Gülcan Tezcan ve Ahmet Toklu ile çıktık yola. Gülcan, basın camiasında çok güzel işlere imza atan, editörlüğünü yaptığı gazetelerde iyi işler çıkaran deneyimli bir gazeteci. Ahmet, sinema-TV mezunu, son derece yetenekli genç bir kısa filmci. Birkaç sayı içerisinde de Fatih Atlas, Regiman Deniz, Gökşen Aydemir katıldı aramıza. Sonrasında Abdulhamit Güler, Yeşim Tonbaz, Dilek Karataş ve Ayşe Şahinboy Doğan’ın katılımıyla daha iyi bir ekip haline geldik. Her geçen gün aramıza yeni arkadaşlar katılmaya devam ediyor.
Türkiye’de genel anlamda dergiciliği anlatın desek, tek cümlede nasıl ifade edersiniz?
Yayıncılığın idealist, yetim çocuğudur dergi.
Geçtiğimiz ay oyuncu ve yönetmen Yılmaz Erdoğan’ın Film Arası Dergisi’ndeki ‘ezan’ ile alakalı sözleri epey gündem olmuştu. Yılmaz Erdoğan’ın açıklamalarını ve medyanın bu konudaki yaklaşımını nasıl değerlendiriyorsunuz?
Yılmaz Erdoğan röportajı, en çok ses getiren röportajımız olmasının yanında, yaklaşık 15 gün boyunca medyanın gündemini işgal eden bir tartışmanın da kapısını araladı. Dergi olarak Yılmaz Erdoğan’ın düşüncelerine katıldığımız pek çok nokta vardı. Ancak bizi rahatsız eden şey, 4 sayfalık bir röportajdan paylaşılan bültenin, 3 satırından yola çıkılarak adeta bir linç kampanyasının başlatılmasıydı. Zaten konuyla ilgili olarak bir açıklama yapıp, meslektaşlarımızın bu konudaki tavırlarına gerekli tepkiyi de verdik.

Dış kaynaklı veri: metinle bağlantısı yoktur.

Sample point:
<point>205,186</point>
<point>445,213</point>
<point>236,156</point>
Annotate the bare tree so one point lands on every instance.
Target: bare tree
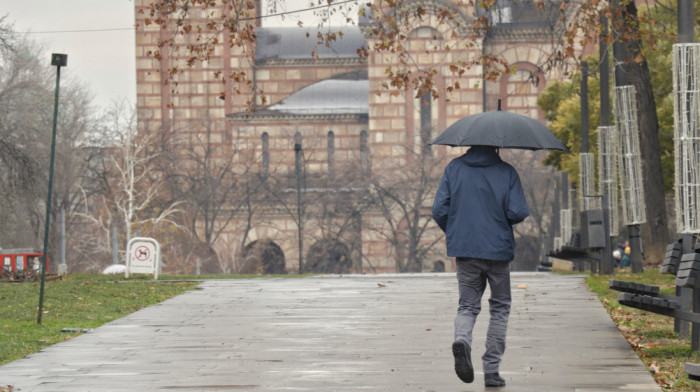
<point>404,197</point>
<point>130,188</point>
<point>216,183</point>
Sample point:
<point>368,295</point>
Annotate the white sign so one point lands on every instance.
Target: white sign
<point>143,256</point>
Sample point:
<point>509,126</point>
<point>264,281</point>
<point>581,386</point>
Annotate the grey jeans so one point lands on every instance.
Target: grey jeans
<point>472,275</point>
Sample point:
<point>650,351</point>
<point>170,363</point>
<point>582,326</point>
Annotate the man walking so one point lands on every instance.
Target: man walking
<point>479,199</point>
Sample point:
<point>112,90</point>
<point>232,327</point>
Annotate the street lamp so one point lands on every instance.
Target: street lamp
<point>58,60</point>
<point>297,153</point>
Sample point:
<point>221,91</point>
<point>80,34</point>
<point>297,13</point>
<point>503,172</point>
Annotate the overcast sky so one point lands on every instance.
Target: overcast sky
<point>98,37</point>
<point>102,60</point>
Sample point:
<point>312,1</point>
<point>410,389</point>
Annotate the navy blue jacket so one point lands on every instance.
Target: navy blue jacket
<point>479,200</point>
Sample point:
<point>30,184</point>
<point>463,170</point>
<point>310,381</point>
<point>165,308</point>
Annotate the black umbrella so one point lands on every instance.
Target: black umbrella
<point>500,129</point>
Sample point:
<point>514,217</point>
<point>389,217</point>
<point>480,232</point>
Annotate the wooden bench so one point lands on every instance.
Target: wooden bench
<point>686,267</point>
<point>693,370</point>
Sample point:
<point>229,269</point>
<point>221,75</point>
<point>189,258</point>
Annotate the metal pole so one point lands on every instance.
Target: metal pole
<point>685,21</point>
<point>604,70</point>
<point>115,242</point>
<point>297,153</point>
<point>619,49</point>
<point>584,107</point>
<point>62,267</point>
<point>607,265</point>
<point>58,60</point>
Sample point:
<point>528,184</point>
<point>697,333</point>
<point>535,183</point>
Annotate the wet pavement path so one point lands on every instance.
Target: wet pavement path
<point>349,333</point>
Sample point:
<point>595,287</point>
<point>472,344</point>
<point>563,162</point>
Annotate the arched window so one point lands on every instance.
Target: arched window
<point>331,153</point>
<point>426,123</point>
<point>266,154</point>
<point>364,152</point>
<point>424,115</point>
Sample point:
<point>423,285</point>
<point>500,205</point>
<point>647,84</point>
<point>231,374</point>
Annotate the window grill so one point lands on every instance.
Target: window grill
<point>686,96</point>
<point>630,164</point>
<point>607,173</point>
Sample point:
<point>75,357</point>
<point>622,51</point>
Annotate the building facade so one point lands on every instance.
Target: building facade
<point>343,161</point>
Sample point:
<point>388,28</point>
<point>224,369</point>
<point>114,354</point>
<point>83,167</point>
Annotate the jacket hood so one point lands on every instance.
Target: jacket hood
<point>481,156</point>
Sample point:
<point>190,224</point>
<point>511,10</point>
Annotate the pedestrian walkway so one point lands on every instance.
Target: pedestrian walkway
<point>350,333</point>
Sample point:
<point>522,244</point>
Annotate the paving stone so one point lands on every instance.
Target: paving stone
<point>340,333</point>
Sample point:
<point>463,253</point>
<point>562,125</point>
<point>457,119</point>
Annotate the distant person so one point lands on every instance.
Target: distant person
<point>478,201</point>
<point>617,255</point>
<point>625,261</point>
<point>623,248</point>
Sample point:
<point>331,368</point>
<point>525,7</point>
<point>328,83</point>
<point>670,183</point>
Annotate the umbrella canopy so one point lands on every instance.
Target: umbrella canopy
<point>500,129</point>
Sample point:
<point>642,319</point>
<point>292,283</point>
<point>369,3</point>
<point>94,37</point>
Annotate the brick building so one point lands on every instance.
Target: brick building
<point>353,141</point>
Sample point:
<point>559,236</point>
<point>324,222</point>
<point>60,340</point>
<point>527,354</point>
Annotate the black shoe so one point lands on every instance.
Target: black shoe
<point>494,380</point>
<point>463,361</point>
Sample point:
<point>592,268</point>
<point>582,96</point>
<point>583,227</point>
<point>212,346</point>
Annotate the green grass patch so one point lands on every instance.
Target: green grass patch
<point>651,335</point>
<point>82,301</point>
<point>77,301</point>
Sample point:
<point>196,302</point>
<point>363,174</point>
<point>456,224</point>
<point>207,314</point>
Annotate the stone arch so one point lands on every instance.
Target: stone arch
<point>328,256</point>
<point>458,21</point>
<point>263,257</point>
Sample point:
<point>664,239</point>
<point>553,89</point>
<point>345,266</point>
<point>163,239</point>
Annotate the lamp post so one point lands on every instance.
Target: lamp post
<point>297,153</point>
<point>58,60</point>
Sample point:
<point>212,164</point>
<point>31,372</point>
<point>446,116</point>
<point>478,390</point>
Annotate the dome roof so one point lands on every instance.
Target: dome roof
<point>329,96</point>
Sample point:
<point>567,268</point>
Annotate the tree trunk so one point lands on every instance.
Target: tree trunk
<point>655,231</point>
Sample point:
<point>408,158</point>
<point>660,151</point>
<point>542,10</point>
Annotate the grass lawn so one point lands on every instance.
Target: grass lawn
<point>81,301</point>
<point>651,335</point>
<point>76,301</point>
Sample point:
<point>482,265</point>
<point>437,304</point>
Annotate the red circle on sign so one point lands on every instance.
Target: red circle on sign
<point>142,253</point>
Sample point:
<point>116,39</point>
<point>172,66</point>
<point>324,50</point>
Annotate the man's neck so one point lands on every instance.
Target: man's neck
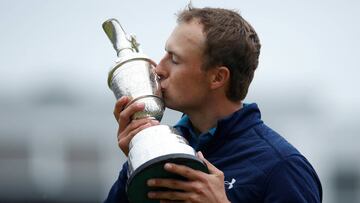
<point>206,118</point>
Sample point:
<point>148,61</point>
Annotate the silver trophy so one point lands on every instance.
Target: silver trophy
<point>133,75</point>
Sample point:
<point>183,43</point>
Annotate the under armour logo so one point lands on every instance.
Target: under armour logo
<point>230,184</point>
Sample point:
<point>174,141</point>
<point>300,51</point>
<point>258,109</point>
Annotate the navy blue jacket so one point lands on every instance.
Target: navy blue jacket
<point>259,165</point>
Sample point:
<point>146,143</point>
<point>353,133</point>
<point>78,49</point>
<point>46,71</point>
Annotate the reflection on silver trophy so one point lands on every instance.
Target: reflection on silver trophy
<point>133,76</point>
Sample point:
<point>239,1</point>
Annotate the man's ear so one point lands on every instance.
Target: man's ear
<point>219,77</point>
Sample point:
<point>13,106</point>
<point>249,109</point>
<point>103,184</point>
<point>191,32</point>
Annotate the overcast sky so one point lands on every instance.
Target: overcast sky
<point>308,61</point>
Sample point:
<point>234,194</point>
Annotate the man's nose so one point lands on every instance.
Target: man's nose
<point>160,70</point>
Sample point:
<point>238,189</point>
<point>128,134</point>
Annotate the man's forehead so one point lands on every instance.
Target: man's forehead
<point>185,33</point>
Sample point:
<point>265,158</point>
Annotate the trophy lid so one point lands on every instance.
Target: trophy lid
<point>122,43</point>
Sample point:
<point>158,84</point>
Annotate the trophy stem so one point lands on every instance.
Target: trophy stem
<point>118,38</point>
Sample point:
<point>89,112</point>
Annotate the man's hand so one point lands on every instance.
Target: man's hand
<point>128,128</point>
<point>200,186</point>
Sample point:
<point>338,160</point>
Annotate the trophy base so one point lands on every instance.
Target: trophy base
<point>137,188</point>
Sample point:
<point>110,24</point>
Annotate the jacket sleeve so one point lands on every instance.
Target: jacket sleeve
<point>117,192</point>
<point>293,180</point>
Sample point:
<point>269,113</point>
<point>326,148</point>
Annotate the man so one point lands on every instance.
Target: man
<point>209,64</point>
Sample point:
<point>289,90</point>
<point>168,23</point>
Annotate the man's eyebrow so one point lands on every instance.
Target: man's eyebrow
<point>171,52</point>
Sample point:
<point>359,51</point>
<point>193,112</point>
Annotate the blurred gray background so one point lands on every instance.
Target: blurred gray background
<point>57,131</point>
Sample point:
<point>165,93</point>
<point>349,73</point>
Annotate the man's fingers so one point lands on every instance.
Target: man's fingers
<point>169,196</point>
<point>120,105</point>
<point>212,168</point>
<point>170,183</point>
<point>184,171</point>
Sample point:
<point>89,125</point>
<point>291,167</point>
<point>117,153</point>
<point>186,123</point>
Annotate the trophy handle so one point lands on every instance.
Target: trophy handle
<point>119,38</point>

Üzüldüğümüz diğer bir nokta da, sinema konusunda ortaya çıkan cehalet tablosuydu. Sinemayı yalnızca salona giderek film seyretmekten ibaret sayan, kendi ülkesinin sinema anlayışını düşünme, konuşma noktasında bu kadar yavan/bilinçsiz bir tutum içerisinde olan kitlenin çokluğu karşısında hayrete düştük. Demek ki birçok alanda olduğu gibi, bu alanda da kat etmemiz gereken çok uzun mesafeler var.
Yılmaz Erdoğan’ın açıklamalarını göz önünde bulundurursak, gelenek ve kimlik çerçevesinde Türk Sineması nerede duruyor?
Bana göre Türk Sineması kendi toplumunun gelenek ve yaşam biçimiyle ciddi sorunları olan, var olduğu günden bu yana bu çizgisini ısrarla sürdüren kimliksiz bir sinemadır. Bunu görmek için uzun uzadıya bir araştırmaya gerek yok. Sinemamızın geçmişine kısa bir göz atmak bile yeterli. Ne yazık ki öteden beri, toplumunu hor gören, bazı kalıplar üzerinden kendi toplumuna şekil vermeye çalışan, üstten bakışa odaklanmış problemli bir sinema anlayışı hâkim olmuş. Her ne kadar topluma ve toplumun kodlarına dair ciddi filmler çekilmiş olsa da, istisna olmaktan öteye geçmemiş bu filmler. Üstelik durduğu/durması gerektiği bir yerin yokluğuna dair herhangi bir sancısının olmayışı da işin asıl vahim tarafı.
Bu yoğun temponuzda bize vakit ayırdığınız için Genç Dergisi adına teşekkür ediyor, çalışmalarınızda kolaylıklar diliyoruz.
Ben teşekkür ediyorum.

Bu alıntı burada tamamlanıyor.